BLACK WELLS: ALL OUR STRANGE GLORY - A WORK IN PROGRESS
Read the cold open from BLACK WELLS - BOOK 4.
The Astolat Mountain Range stands supreme. From base to pinnacle, blue stone to snowy gleam, the mountain rises. A dark prince with a height subordinate to the greater summits the world over but whose preeminence and undeniable majesty are found within. Steeper than its rockface, wider than any time-cloven fissure, the Astolats hoard a history hidden a hundred years and more. And from the heart of the mountain which hides so many secrets, flows the headwaters of the Cam River. The seasons change the river’s color.Â
In the spring it is bright and clear and blue, white-capped where it shallows and bends. In the summer its banks swell with snowmelt, browning the river in the daylight and reddening it when the exhausted sun rests its shoulders upon the mountain tops. In autumn, the river purples all through the season, turning to coal when cloudless night sets the stars and the harvest moon upon the face of the waters. And when the snows and ice come flying on their fronts the Cam frosts white to transform itself into a silver ribbon never to be tied, tracing down the mountain, into the Starlight Valley.
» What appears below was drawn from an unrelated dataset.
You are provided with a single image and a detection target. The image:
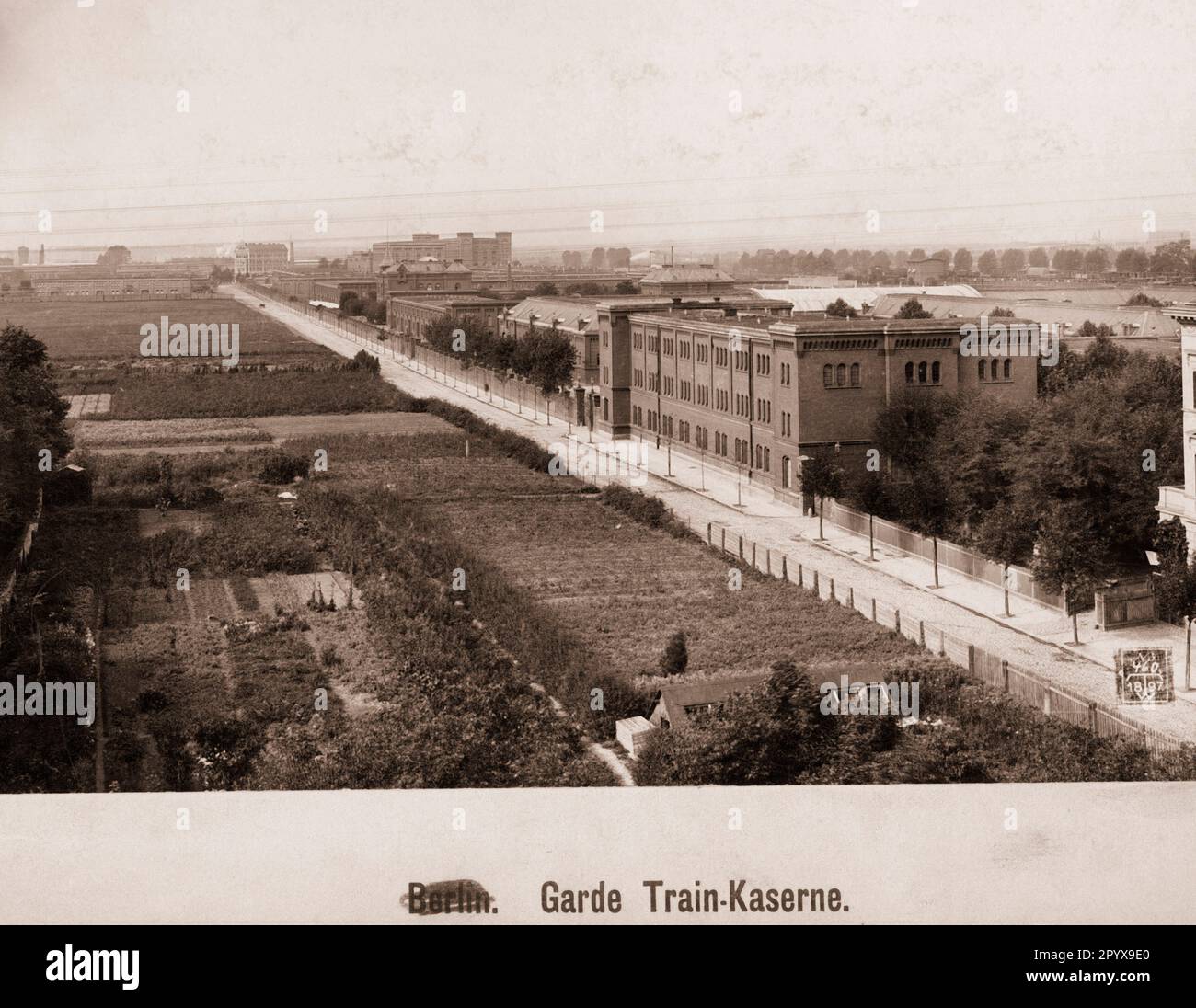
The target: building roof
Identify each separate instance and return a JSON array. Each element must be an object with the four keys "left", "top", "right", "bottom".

The valley changes with the seasons too. In spring it is green and yellow and red with grass, sunflower, poppy. Later come bluebells, sugarbowl, blue-eyed mary. Lucky late-summer hikers and trail riders will sometimes happen upon fields of purple and pink where dark-throated shooting stars peep over creeping phlox that hide a single, time-weathered grave marker no longer bearing a name. For like the princely mountain and the city within its vast shadow, the flower-veiled valley hides its own secrets. Mysteries that have flown down from the mountain, surviving all seasons and churning waters, encircling Black Wells. All this grandeur, every inch of heart-wrenching beauty from topmost spire to shimmering eddies are the skin-deep trap hoping to steal, imprison, and put into bondage all our strange glory.